Role of solidification texture on hot deformation behavior of a Cu-Ni-Si alloy with columnar grains

Hot deformation behavior of an as-cast Cu-Ni-Si alloy with columnar grains in terms of flow stress, constitutive equation, processing map, microstructure evolution, and dynamic precipitation was investigated at deformation temperatures of 500 degrees C-800 degrees C and strain rates of 0.01 s(-1)similar to 1 s(-1). The results revealed that the true stress-strain curves of the as-cast Cu-Ni-Si rods exhibit continuously increased flow stresses. The relationships between the material parameters and strains were then modified by fourth power polynomial functions. Good fitness between the material parameters and strains was obtained. The constitutive equation derived using these relations predicts quite accurate values. Microstructure observed by confocal laser scanning microscopy, electron backscattered diffraction, and transmission electron microscopy indicated that the main hardening mechanisms of the continuously increased flow stress are attributed to the progressively occurred dynamic recrystallization and dynamic precipitation. The dynamic precipitates, unlike in the aged alloys, are very fine and have multiple orientation relationships with the Cu matrix, which is likely linked with the change of edge-on habit planes due to the plastic deformation and temperature imposed. It has also been found that the processing map developed is also dependent on the strain selected.

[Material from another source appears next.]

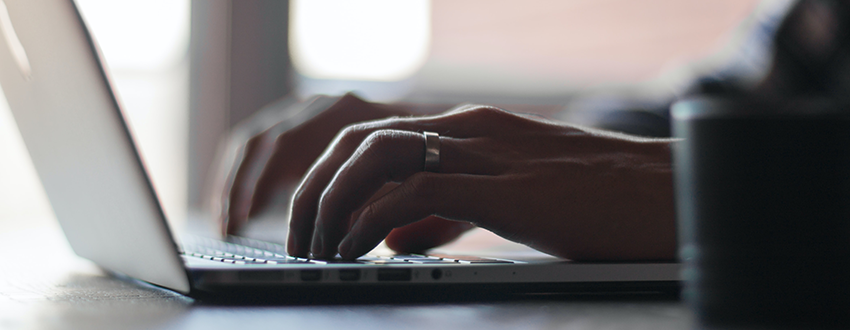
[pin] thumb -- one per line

The processing maps developed at low strains contain larger instability regions than those developed at high strains, which agree with the results of microstructure observations.

Automated summary

Research on the hot deformation behavior of an as-cast Cu-Ni-Si alloy with columnar grains showed that the main hardening mechanisms were attributed to dynamic recrystallization and dynamic precipitation as flow stress continuously increased. Modified material parameters with strains using fourth power polynomial functions showed good fitness, and the derived constitutive equation predicted accurate values. Microstructure observations revealed that dynamic precipitates had fine sizes and multiple orientation relationships with the Cu matrix, influenced by plastic deformation and temperature changes. The processing maps developed were also affected by selected strains, with those at low strains containing larger instability regions compared to those at high strains, in agreement with microstructure observations.